Despite the lower EBITDA outlook, Hilsheimer said Greif expects to maintain its free cash flow guidance, noting that while EBITDA could be “possibly $20 million lower,” the company is also assuming a $20 million lower working capital source due to higher raw material indexes and supply continuity actions, offset by lower cash taxes.
On capital allocation, Hilsheimer said priorities remain unchanged, with investment focused on high-return organic growth opportunities and leverage expected to remain below 2x. He said Greif retains $300 million of share repurchase authorization beyond the completed $150 million program and “intend[s] to be regular buyers” of the stock, with timing and execution to be coordinated with the board.
Hilsheimer also said the company refinanced its debt facilities, extending term loans to 2031 and resulting in a current weighted average interest rate of 3.14%. He cited access to the Farm Credit System as a lending advantage that lowers interest expense while the company remains committed to its leverage target.

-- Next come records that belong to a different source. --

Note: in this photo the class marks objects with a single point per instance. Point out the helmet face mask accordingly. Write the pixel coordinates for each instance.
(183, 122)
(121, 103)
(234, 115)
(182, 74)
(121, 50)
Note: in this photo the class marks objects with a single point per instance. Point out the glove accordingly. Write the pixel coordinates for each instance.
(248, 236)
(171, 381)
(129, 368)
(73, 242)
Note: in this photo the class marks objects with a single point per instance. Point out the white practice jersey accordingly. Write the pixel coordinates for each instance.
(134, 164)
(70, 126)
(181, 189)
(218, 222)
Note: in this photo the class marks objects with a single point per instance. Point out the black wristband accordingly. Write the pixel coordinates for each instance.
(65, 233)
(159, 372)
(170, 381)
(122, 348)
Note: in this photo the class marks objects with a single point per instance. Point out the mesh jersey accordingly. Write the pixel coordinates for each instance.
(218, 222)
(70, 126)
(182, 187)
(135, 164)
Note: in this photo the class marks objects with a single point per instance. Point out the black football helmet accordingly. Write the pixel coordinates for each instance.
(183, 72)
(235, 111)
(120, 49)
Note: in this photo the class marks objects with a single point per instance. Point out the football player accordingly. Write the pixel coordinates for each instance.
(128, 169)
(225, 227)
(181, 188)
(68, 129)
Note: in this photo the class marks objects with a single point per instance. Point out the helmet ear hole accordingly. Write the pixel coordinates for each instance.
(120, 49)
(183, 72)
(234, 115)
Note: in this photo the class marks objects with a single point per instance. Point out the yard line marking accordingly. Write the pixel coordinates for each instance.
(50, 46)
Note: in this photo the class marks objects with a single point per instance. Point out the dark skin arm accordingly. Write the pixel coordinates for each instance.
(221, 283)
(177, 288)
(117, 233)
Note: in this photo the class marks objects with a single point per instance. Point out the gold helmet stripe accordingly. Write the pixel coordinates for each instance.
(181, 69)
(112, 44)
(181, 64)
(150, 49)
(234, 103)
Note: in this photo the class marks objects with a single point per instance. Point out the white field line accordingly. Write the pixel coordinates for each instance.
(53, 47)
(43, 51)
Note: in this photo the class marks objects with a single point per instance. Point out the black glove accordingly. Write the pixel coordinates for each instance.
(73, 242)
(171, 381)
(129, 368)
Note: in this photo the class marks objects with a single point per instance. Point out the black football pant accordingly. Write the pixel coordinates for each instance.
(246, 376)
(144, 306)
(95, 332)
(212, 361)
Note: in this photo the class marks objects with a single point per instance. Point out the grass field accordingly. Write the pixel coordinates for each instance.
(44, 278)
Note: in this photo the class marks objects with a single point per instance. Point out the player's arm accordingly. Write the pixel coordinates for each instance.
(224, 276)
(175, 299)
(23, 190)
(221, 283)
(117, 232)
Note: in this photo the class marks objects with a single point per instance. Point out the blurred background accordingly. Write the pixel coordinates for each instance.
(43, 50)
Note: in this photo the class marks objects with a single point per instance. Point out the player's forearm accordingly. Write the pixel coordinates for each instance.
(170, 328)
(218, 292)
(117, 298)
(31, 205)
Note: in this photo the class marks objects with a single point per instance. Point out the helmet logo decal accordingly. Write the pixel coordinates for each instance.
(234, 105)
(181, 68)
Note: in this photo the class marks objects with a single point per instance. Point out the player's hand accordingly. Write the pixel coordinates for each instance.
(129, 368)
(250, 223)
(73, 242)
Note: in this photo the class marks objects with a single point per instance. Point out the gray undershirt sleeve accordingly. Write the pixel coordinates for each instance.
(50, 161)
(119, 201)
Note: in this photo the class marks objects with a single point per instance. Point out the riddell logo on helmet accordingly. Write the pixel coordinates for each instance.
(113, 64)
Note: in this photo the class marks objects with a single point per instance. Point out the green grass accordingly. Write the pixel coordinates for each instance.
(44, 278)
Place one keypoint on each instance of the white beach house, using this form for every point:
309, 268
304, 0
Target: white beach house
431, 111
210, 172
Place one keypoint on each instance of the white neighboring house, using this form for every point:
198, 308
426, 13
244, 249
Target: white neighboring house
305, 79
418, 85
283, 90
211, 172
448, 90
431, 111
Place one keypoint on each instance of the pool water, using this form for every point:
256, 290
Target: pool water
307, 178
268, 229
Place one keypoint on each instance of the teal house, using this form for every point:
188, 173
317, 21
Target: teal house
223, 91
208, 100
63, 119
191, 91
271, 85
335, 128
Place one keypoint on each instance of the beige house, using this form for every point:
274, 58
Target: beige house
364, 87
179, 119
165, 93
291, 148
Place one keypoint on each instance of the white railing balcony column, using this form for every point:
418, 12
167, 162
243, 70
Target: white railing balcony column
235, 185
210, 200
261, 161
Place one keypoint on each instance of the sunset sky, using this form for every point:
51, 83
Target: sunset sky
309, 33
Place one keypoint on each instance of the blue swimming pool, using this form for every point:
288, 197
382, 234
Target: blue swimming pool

In closing remarks, Rosgaard reiterated that demand remains soft and management is not seeing an inflection, but said the company’s strategy is unchanged: execute with discipline, generate cash, prioritize organic growth, and remain selective on capital allocation.
About Greif NYSE: GEF
Greif, Inc is a global leader in industrial packaging products and services, with a history dating back to its founding in 1877. Headquartered in Cleveland, Ohio, the company has evolved from a regional barrel and drum manufacturer into a diversified packaging provider serving a wide range of end markets. Greif's longstanding heritage in container solutions has positioned it as a trusted partner for customers seeking reliable, high-quality packaging options.
The company's core business revolves around the design, manufacture and sale of industrial packaging products, including steel, plastic and fiber drums; intermediate bulk containers (IBCs); safety closures; rigid, flexible and reconditioned packaging; containerboard and protective packaging.